Back to the topic at hand—once you instrument your client and server, you can safely set limits and alerts, allowing you full control and visibility into your system.

Querying your data

You started recording data, but how do I start querying it? At the start of this article, I mentioned that third-party tools often offer intuitive querying languages. Depending on where your team decides to store the data, you can have multiple options on how to query it. One of the most famous examples is PromQL, also known as the Prometheus Query Language.

Example:

rate(http_server_duration_milliseconds_count{
    http_status='400',
    http_route=~'/api/v3/order',
    service_name='my-web-app'
    }[5m])

Let's break this down:

Here, we're querying for the rate of requests with status code 400, which matches the route /api/v3/order pattern from the my-web-app service in a 5-minute interval. The rate() function calculates how fast the counter is increasing per second, and [5m] tells it to look back 5 minutes to calculate that rate.

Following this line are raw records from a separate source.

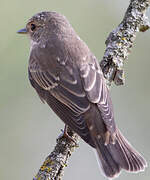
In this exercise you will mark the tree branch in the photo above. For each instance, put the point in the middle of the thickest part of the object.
(118, 48)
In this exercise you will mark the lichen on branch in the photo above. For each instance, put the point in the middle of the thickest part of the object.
(118, 47)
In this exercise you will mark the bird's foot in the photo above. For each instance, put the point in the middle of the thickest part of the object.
(110, 138)
(65, 134)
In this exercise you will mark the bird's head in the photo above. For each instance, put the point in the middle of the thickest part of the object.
(44, 24)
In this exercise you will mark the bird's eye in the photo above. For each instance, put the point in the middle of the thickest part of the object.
(32, 27)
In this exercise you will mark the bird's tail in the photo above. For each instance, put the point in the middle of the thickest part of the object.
(121, 155)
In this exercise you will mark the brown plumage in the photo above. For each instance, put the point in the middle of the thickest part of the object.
(67, 76)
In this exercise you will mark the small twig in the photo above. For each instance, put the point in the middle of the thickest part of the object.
(118, 47)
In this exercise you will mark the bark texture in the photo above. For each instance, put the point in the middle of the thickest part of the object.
(118, 47)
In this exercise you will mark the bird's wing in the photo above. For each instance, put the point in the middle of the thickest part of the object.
(97, 91)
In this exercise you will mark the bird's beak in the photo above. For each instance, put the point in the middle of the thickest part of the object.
(22, 31)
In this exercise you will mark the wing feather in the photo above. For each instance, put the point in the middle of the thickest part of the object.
(97, 91)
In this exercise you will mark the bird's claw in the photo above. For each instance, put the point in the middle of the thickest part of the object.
(65, 134)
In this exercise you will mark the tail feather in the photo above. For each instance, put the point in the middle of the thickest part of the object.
(121, 155)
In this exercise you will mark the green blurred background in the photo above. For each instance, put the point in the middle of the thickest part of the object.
(28, 128)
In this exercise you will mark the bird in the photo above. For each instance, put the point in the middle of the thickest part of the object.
(67, 76)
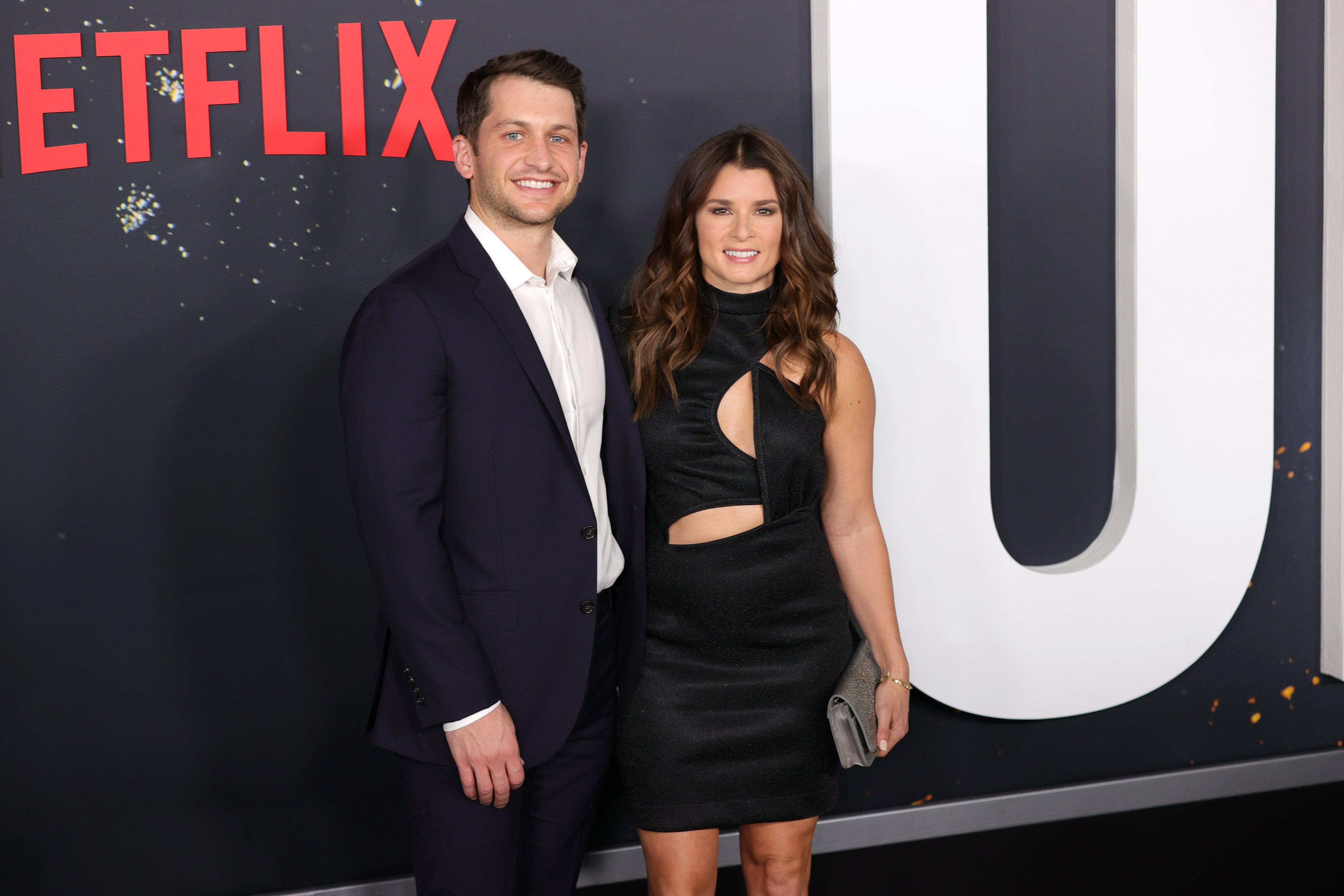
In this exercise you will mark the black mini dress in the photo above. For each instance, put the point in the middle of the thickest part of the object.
(746, 634)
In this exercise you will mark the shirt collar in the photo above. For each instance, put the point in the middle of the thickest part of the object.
(515, 273)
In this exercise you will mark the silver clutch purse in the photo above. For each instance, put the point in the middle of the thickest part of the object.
(854, 710)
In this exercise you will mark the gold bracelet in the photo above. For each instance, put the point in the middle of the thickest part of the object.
(888, 676)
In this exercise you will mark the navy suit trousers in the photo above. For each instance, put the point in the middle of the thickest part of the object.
(533, 847)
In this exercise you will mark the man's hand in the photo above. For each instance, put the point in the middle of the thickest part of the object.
(487, 758)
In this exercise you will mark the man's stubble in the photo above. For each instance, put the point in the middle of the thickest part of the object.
(495, 199)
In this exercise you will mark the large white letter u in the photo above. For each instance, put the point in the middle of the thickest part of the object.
(904, 170)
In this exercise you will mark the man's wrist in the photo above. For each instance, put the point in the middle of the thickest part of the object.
(475, 717)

This is similar to what you'd use in a real-life scenario to debug on-call issues. You could set up an alert that triggers when this rate exceeds a certain threshold, giving you immediate visibility into failing requests.

For full reference: Visit

Closing Notes

A lot of knowledge in this blog post is something I wanted to document for my future self. What you can take away from this read is that it makes you a more complete engineer if you have top-to-bottom visibility of your system and can peek through the gaps if necessary.

I encourage you to set up your systems and try to implement these tools to better understand them. The learning curve is steep, but the payoff in understanding how your applications truly behave in production is worth it.